Anleitung zum Mundraub: Obst gratis ernten

Statt im Supermarkt Obst zu kaufen, das um den halben Globus geflogen wurde, gibt's auch die Möglichkeit, heimische Bäume zu ernten. Kostenlos und mit Anleitung. Eine Internet-Community hilft beim Mundraub.
Foto: dpa
 
von NATALIE SCHALK
Äpfel vergammeln im Straßengraben, Pflaumen kullern auf den Feldweg: Tonnenweise leckeres fränkisches Obst verdirbt jedes Jahr, ohne dass sich jemand darum kümmert. Gleichzeitig kaufen Verbraucher im Supermarkt Obst und Gemüse, das um die halbe Welt geflogen wurde. Das können sie sich zum Teil ganz einfach sparen: Die Internetseite mundraub.org will mit der Verschwendung Schluss machen und verrät, wo jeder legal und kostenlos Obst, Gemüse, Kräuter und Nüsse ernten darf.

Karte weist den Weg

Eine interaktive Karte zeigt herrenlose und vergessene Bäume oder Sträucher in ganz Deutschland. Dabei finden sich auch in Franken einige Obstbäume auf öffentlichem Grund: Apfelbäume neben der Campus-Haltestelle in Bayreuth; nicht viel weiter zeigt die Karte Äpfel und Pflaumen an einer Ortsverbindungsstraße. Sie wurden erst vor zwei Wochen von einem Mundraub-Nutzer eingetragen. Genauso alt ist die Markierung von zwei Birn- und vier Apfelbäumen in Elfernshausen nahe Hammelburg. Deutlich älter hingegen die sauren kleinen Pflaumen, die Äpfel und Mirabellen unweit der Bamberger Sandstraße.

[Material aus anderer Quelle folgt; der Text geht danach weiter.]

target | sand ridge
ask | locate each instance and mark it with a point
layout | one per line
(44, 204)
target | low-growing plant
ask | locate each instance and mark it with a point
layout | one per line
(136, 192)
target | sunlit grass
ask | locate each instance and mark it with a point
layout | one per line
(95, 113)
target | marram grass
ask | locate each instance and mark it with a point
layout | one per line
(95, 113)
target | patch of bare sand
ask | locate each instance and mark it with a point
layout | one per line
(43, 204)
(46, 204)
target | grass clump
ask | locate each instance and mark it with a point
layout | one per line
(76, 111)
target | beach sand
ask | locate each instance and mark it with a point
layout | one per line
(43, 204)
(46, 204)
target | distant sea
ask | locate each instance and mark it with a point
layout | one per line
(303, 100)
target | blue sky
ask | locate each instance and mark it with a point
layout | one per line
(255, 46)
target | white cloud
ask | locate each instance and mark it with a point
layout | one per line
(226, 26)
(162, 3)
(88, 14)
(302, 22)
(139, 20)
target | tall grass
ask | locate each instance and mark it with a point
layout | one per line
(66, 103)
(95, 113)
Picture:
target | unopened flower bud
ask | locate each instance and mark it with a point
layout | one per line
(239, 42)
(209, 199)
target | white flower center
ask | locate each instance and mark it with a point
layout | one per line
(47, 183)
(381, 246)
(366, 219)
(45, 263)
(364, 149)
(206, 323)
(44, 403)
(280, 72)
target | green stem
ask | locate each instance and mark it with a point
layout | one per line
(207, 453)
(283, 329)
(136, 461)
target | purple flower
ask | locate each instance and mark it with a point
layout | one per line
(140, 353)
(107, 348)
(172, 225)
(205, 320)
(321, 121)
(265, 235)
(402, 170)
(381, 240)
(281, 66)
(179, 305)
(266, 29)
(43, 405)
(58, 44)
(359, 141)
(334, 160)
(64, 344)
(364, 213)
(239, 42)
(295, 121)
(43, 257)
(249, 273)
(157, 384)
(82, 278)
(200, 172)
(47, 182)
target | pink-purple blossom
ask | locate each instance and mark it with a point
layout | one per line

Freies Obst für freie Bürger

Nutzer sollten beachten, dass nicht immer garantiert ist, das die im Internet angegebenen Früchtchen noch da sind - und nicht etwa schon abgeerntet. Außerdem muss der richtige Zeitpunkt abgepasst werden: Wer jetzt Kirschen sucht, wird eben nur im Supermarkt fündig. Aber die Früchte des Herbstes können derzeit vielerorts vom Straßenrand geklaubt werden. Von jedem, der zufällig vorbeispaziert oder gezielt als Mundräuber danach sucht. Freies Obst für freie Bürger eben. Das ist das Motto der Mundraub-Community.
Auf der Homepage kann sich jeder anmelden und selbst ein Mundräuber werden. Ein paar Regeln müssen dabei beachtet werden: Wer eine Stelle auf der Karte einträgt oder einen Mundraub-Baum erntet, soll sich vergewissern, dass keine Eigentumsrechte verletzt werden.

Ein echter Mundräuber teilt

Ein sorgsamer Umgang mit den Bäumen, der Natur und den Tieren, die dort leben, sollte selbstverständlich sein. Ein wahrer Mundräuber trägt seine Fundstellen mit möglichst genauen Informationen ein, er teilt seine Entdeckungen, verrät anderen, wo's was zu holen gibt und verschenkt auch einmal ein paar Früchtchen.

zum Thema "Spartipps"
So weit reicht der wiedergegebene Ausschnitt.